Mina is the half-human daughter of one of the seven Bloodline Vampire rulers. Abused her whole life because of her lack of powers, her father sacrifices her to Malachi, another Bloodline vampire, in hopes of her either dying or birthing an heir for another line he can control. What he doesn’t count on, however, is the feelings Mina develops for Malachi and two other Bloodline vampires, Wolf and Rylan.

Or the secret the four of them uncover about Mina’s true heritage.

The four are determined to dethrone Mina’s father even if the odds are stacked against them.

I’ll read pretty much anything Katee Robert puts out there, and this is no exception. However, it does remind me very much of my own stories and lore I created in middle school- convoluted and with as many character tropes as possible! You’ve got vampires which are great, I love that they’re making a comeback! But wait a second! The vampires have special powers! Malachi controls fire, Wolf controls blood, and Rylan can shapeshift! And you know damn well that man is shifting into a wolf. Oh, and there’s angels and demons and mixed beings, too! It’s like a “gotta catch ‘em all” of powers and paranormal beings.

Granted, Katee does it way better than Middle School Megan ever did.

I liked the concept of having a kind of vampire hierarchy where Bloodline vampires have powers and special abilities whereas turned vampires are more basic. I did think it was a bit much to have them all kind of commingle so it was like all of them had all the powers, even Mina. Also, Mina being a super secret mysterious creature and half vampire feet so excessive; it would’ve been so much more interesting if she got no vampire features or attributes because this other half was so much more dominant.

Speaking of Mina, I was super excited when she was introduced as being disabled. I was like “Yes! A badass hero who’s disabled, love to see it!” Her knee was shattered and never healed properly, so she had a limp. I was actually so extremely disappointed that Katee had her knee get magically healed and basically never mentioned it again. Why couldn’t she have stated an attractive badass with a cane?

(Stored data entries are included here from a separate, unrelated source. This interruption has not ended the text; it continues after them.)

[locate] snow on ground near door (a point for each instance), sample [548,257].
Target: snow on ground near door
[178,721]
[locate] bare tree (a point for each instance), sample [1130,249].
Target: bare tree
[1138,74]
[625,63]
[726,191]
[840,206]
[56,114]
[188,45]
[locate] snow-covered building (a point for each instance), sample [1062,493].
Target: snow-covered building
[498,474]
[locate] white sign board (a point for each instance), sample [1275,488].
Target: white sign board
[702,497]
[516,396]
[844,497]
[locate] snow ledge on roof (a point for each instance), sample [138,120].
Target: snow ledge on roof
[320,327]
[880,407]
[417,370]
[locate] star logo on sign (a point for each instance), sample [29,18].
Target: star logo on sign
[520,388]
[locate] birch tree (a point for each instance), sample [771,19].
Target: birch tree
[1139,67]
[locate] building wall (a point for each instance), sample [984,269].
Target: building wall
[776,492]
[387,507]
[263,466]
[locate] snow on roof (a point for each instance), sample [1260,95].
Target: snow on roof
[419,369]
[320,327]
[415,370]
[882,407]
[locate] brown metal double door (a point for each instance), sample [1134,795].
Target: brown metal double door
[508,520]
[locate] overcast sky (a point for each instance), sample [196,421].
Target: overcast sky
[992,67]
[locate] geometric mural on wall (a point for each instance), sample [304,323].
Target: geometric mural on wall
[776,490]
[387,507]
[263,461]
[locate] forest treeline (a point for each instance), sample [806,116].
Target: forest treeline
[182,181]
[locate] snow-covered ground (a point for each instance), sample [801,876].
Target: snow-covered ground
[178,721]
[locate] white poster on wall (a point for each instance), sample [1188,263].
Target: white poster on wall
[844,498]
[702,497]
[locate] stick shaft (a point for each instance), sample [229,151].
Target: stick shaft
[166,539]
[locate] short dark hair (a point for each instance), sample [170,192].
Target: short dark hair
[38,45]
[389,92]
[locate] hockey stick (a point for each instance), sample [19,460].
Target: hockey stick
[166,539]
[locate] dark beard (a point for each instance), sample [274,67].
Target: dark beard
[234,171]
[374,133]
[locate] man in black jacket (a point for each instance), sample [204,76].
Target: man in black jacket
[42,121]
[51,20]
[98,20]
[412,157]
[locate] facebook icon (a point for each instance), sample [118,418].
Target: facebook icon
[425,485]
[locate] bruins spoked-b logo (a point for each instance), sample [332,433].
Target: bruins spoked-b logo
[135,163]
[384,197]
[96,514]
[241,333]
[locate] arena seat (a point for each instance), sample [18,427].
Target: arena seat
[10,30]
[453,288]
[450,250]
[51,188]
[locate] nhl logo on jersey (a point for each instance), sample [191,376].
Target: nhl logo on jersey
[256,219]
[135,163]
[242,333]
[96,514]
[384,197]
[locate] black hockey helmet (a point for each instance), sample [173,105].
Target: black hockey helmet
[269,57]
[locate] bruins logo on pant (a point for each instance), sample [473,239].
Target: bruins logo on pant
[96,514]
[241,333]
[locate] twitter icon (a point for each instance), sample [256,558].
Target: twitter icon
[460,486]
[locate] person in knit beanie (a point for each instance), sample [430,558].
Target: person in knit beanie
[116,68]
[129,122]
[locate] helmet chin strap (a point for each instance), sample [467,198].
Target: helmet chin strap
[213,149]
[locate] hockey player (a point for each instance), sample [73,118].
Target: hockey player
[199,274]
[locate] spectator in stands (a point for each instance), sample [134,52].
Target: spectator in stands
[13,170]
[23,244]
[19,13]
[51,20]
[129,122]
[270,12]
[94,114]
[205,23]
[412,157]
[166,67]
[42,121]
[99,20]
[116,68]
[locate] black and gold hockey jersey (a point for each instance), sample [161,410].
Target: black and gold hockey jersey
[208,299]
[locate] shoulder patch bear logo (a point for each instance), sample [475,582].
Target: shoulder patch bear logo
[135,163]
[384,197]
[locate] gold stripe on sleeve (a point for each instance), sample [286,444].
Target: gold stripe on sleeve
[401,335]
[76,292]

It honestly felt like there wasn’t enough time spent on getting to know the characters, even though the book was almost 500 pages. Mina has a mysterious mother who is plot pertinent but we learn nothing about her. I think two out of the three guys got last names, but I can’t tell you which name goes with which guy. It felt like everything was very surface, which made the insta-love off-putting. I also didn’t like how Mina’s relationship with Malachi took precedent over her relationships with Wolf and Rylan; they didn’t feel balanced and in a why choose / reverse harem you need that balance to make it work. If you can easily spot one partner that takes priority or could close the relationship for, the other partners do not have enough of a presence. Like at any minute I could see this whole thing just becoming about Mina and Malachi. I wanted more about Wolf and Rylan, especially since these men have shared decades already.

The plot is very heavily focused on Mina getting pregnant because according to vampire lore, to make a claim as a Bloodline heir, said claimant has to be pregnant so it’s guaranteed the bloodline continues. So if you don’t like pregnancy or children this book is definitely one to avoid. I like that there’s actual conversation on if they want kids or if now is the right time, but it really felt moot since the pregnancy is a plot heavy point. It’s like Mina originally being disabled- it’s there to say it’s there but it doesn’t really make an impactful change on the story.

Ultimately, yes, I did enjoy this book because it reminds me so much of what I tried to write, but with actual skill behind it. It was entertaining but not perfect. To be honest, I’m giving it 4 stars because it made my inner child happy while also entertaining the adult I’ve become. It’s not one to think too hard about.